A LARGE NUMBER OF SCHOOLS USES IT TO MANAGE WEBSITES
Researchers at website security service, Jetpack, have discovered a malicious backdoor lurking in WordPress plugin that a large number of schools use to operate and manage their websites. According to the investigators, the premier version of School Management Pro has had the flaw since at least version 8.9. They do not rule out the possibility of its existence in earlier versions.
The backdoor plugin issue was assigned an identity CVE-2022-1609 and in terms of severity it was indexed at 10 out of 10.
Researchers at Jetpack said that they stumped upon the backdoor when support team members reported heavily obfuscated code on school sites that use the WordPress plugin marketed to schools for operating and managing websites.
After meticulous examination and deobfuscation of the plugin, the researchers learnt that the backdoor was deliberately placed in the license-checking part of the plugin giving outsiders the ability to gain control of the website.
The Jetpack post had this comment to offer, “The code itself isn’t all that interesting: it’s an obvious backdoor injected into the licesnse-checking code of the plugin.

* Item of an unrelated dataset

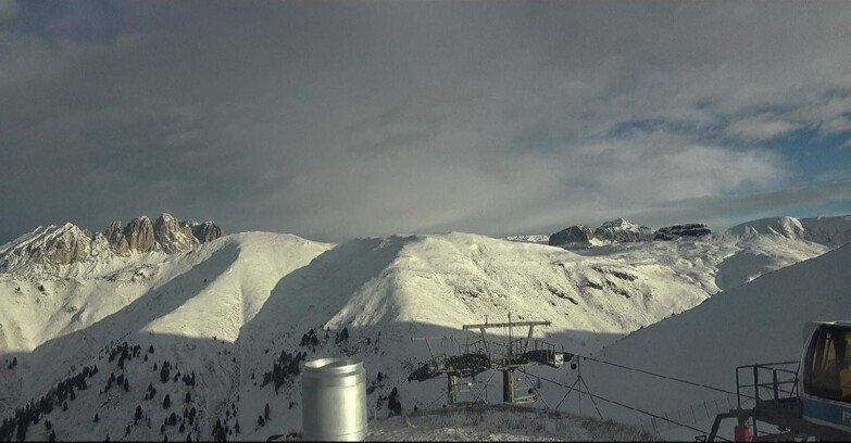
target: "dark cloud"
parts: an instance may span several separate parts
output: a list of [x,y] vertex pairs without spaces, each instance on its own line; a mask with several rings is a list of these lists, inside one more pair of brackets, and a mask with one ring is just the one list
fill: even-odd
[[328,241],[664,224],[844,178],[772,144],[851,132],[841,2],[55,5],[0,2],[3,240],[163,211]]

It allows any attacker to execute arbitrary PHP code on the site with the plugin installed.”
The plugin is developed and marketed by an Indian software company, WebLizar. They market free and affordable themes and plugins for businesses around the world. Their free themes have been downloaded more than a million times. Meanwhile, their premium and free WordPress themes, besides the add-on plugins, have attracted more than 430k customers. Strangely, only the premium versions of the plugin were infected with the backdoor issue, whereas the free versions which were easily downloadable remained scot free.

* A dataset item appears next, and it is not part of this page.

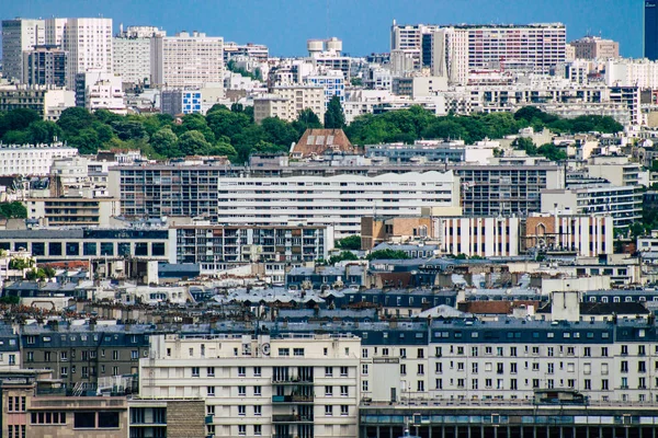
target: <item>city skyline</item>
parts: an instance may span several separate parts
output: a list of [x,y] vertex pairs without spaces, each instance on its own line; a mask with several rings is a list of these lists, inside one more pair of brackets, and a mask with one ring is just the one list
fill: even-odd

After the revelation, the presence of backdoor has become public knowledge. It is obvious that attackers would be keen to locate a loophole for infiltrating the school websites and implant malicious code. That will open a doorway to ransomware accompanied by prospects of lucrative profits. Although the backdoor has been removed and updated versions have been issued, the vendor contended that “they do not know when or how the code came into their software.”
In order to avoid being exploited by over-enthusiastic hackers, the best strategy for the schools that employ the use of plugin is to immediately shift to later versions. The researchers have recommended the plugin-users to update to the latest version (9.9.7).